2) Think about interests. What is the path to “Going Below the Line” with the landowner.
I am interested in hearing your responses.
March 12, 2010
They came from all over the nation to Lipscomb to explore the future of mediation. Last week witnessed a wonderful season of mediation growth and training. ICM hosted its tenth Rule 31 training session with a full roster of over 30 aspiring mediators and Tracy Allen from Detroit, Michigan. ICM also hosted its graduate course in Cultural and Gender Based Conflict with Nina Meierding from Seattle, Washington. At the same time, the Tennessee Association of Professional Mediators hosted its annual meeting with guest presenter Jack Himmelstein. Jack is affiliated with the Harvard Negotiation Project, author of Challenging Conflict: Mediation Through Understanding and directs the Center for Understanding in Conflict based in New York. Additionally, community and private mediators from across Tennessee gathered to explore the future of mediation in our region.
Over 100 mediators and conflict resolution specialists were on campus for three days. On Friday night, Jack, Tracy and Nina, all superstars in their own orbits, shared their perspective on the state of mediation and conflict management.
The overwhelming sense of the time spent and the thoughts shared is that the time has never been more ripe for the skills of collaboration, consensus building, mediation and facilitation of constructive outcomes.
When the stars align and point us in the same direction, can we fail to follow their lead?
The need for collaborative skills and service in the public interest is acutely critical in this time of partisanship for the sake of partisanship.

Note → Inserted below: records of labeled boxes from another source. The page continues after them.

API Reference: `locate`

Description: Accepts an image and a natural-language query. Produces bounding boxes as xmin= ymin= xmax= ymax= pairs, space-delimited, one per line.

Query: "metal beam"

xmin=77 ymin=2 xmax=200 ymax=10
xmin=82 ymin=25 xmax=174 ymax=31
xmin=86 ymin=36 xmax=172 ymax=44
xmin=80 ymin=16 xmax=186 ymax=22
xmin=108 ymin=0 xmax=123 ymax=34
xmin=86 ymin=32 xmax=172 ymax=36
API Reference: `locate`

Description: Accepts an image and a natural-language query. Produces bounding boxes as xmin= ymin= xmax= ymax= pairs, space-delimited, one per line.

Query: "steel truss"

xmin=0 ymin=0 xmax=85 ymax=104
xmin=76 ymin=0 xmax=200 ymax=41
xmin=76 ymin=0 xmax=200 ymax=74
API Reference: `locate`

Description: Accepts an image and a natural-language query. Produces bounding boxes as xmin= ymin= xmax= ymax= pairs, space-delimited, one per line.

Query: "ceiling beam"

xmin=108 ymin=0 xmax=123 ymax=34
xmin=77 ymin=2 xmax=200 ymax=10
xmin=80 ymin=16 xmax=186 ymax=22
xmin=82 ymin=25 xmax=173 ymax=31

ICM is pleased to be able to host such dynamic events and assist in promoting the best in consensus building techniques through the work of such great practitioners as these leaders in conflict management.
March 4, 2010
I had the opportunity to spend about 4 days in the Ulpan Valley of Northern Guatemala learning so much from the Mayan Qechi’ people. As group of us were attempting to secure sanitary water for the 7000 people living in the remote valley from landowners who had others needs and uses for the water.

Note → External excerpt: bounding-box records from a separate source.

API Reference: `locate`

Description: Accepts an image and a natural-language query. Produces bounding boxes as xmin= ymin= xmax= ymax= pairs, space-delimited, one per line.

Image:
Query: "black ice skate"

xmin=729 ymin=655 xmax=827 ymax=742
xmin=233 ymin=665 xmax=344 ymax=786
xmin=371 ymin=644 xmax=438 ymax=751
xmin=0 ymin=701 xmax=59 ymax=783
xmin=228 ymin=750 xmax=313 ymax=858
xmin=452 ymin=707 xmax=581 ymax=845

As a part of this process, I had opportunity to watch the men/leaders of the different villages discuss the future the people and responsibilities to each other in light of the need for clean water. It was aboriginal communication in its purest form. While the others obviously respected the eldest representative of the men, it was an very web-like experience. They talked and listened to each other. Perhaps saying the same things over and over (I say perhaps because I don’t speak Qechi was depending on the the translators observations). I was incredibly impressed with the patience of those listened to the stories of each individual without pushing their agenda. Yet, I became bored and frustrated because I am an American who would love to get it done and move forward.

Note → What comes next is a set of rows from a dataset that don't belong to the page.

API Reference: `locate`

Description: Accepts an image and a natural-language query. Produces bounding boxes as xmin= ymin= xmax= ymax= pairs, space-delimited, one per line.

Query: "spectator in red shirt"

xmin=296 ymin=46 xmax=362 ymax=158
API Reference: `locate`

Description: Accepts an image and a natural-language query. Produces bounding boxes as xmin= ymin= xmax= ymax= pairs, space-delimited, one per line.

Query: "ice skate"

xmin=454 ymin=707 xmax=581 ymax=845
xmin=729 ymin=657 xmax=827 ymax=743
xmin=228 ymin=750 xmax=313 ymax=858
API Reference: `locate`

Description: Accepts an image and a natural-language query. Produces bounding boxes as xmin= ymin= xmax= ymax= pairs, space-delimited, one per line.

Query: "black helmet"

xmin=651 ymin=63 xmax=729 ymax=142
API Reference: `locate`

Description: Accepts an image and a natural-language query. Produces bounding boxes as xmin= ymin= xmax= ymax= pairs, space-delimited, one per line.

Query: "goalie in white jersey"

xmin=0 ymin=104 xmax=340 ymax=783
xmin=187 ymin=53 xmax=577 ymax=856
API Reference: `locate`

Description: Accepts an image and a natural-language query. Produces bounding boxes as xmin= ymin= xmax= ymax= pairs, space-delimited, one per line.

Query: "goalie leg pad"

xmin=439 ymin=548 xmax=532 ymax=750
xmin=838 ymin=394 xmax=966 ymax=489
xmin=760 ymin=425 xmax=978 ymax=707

Finally, it seems the eldest would then summarize the collective wisdom of the group. In fact, he seemed unwilling to move forward without all of the others agreement on any topic.
I don’t want to romanticize the process at all. The conversations were circular. Decisions made slowly. One person could hijack the process. But I also learned a lot about patience and respect – the younger waiting on the older – building community will instead of agenda.
What did I take away:
1) Listen for the unstated (Hear what others are struggling to articulate)
2) Respect the process (All societies have ways of comminicating. We need to respect them. This is especially important for a Texan who gets frustrated with “Nashville Nice”)
3) Community identity may need to supercede individual success in some cases.
This experience changed my view of leadership. More later.